Irfaan Jamaloodeen, un habitant de Terre-Rouge, âgé de 29 ans, dit avoir été brutalisé par des policiers du poste de police de la localité, de même que son vieux père et son frère, le dimanche 13 janvier.

Dans sa déposition enregistrée aux Lines Barracks, le plaignant relate que vers 21h30 hier, il poussait sa motocyclette en panne le long de la route royale de Terre-Rouge, à proximité du poste de police, quand deux jeeps de police se sont arrêtées à son niveau.

L’un des officiers qui conduisaient lui aurait reproché d’obstruer la route. Irfaan Jamaloodeen aurait tenté de leur faire comprendre que son deux-roues rencontrait des problèmes. Un des policiers lui aurait alors demandé pourquoi il ne portait pas son casque.

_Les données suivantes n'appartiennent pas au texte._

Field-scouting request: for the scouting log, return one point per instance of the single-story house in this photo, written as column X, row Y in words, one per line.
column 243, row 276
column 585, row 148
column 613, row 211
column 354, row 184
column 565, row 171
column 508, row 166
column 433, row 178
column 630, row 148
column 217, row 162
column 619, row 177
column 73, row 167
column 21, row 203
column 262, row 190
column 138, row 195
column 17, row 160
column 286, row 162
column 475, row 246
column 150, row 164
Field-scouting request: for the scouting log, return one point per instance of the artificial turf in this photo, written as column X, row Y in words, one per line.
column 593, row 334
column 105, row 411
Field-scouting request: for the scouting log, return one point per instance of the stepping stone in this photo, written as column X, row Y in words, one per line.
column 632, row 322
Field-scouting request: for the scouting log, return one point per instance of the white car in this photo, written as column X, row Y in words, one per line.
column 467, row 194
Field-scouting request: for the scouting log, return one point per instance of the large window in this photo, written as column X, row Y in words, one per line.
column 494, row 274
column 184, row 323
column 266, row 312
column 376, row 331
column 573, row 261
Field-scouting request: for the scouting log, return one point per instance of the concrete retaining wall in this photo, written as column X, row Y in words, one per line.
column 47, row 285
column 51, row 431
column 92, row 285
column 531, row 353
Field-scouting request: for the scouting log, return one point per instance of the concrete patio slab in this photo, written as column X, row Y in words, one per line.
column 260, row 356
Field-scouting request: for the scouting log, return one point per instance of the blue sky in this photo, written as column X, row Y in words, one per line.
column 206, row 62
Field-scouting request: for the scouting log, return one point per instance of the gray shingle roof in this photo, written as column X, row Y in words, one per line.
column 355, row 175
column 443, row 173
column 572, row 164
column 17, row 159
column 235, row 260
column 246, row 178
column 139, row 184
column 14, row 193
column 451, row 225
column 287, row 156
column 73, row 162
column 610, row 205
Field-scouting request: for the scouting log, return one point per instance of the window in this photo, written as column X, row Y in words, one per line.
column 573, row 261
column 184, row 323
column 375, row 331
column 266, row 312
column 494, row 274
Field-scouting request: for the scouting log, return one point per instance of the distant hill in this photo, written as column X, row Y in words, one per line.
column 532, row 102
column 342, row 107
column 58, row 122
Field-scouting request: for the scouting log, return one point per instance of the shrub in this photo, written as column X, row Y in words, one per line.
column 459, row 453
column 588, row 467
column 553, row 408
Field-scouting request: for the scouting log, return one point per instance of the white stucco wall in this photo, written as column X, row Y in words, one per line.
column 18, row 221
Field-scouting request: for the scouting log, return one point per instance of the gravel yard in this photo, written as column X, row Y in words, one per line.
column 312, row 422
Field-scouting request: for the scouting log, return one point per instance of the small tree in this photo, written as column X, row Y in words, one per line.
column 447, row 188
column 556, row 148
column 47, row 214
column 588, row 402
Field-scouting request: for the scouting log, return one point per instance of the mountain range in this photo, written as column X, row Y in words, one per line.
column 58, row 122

Le jeune homme aurait répété que sa motocyclette était en panne.

A ce moment, indique Irfaan Jamaloodeen, un des policiers serait descendu de son véhicule et lui aurait infligé des coups de poing avant de le trainer jusqu’au poste de police.

« Desir so semiz »

La présumée victime aurait alors été tabassée par plusieurs policiers, qui l’ont ensuite menacée afin qu’elle ne porte pas plainte. A l’intérieur du poste de police, une policière aurait demandé à un sergent de « desir to semiz e dir ki sa garson-la finn tap twa e met enn case bwar kont li ». Les policiers auraient par la suite pris ses effets personnels avant d’essayer de lui retirer son téléphone.

Irfaan Jamaloodeen a, toutefois, pu contacter son épouse. Sa famille a immédiatement débarqué au poste de police. Les policiers s’en seraient alors pris à son frère et à son père, qui ont été blessés.

Toute la famille évoque que les policiers impliqués sentaient l’alcool. Elle n’a cependant pas pu connaître l’identité de ces officiers, soutenant que cette information leur a été refusée.

Irfaan Jamaloodeen s’est, lui, rendu aux Line Barracks pour enregistrer une déposition et a reçu une Form 58.

Cette affaire, apprend-on, devrait être référée à la Human Rights Commission.

Par ailleurs, sollicitée pour une réaction, la cellule de communication de la police affirme n’avoir pas encore eu vent de cette affaire. Entre-temps, une vidéo où l’on voit les membres de la famille d’Irfaan Jamaloodeen insistaient pour connaître qui sont ceux qui ont tabassé le jeune homme circule actuellement sur les réseaux sociaux.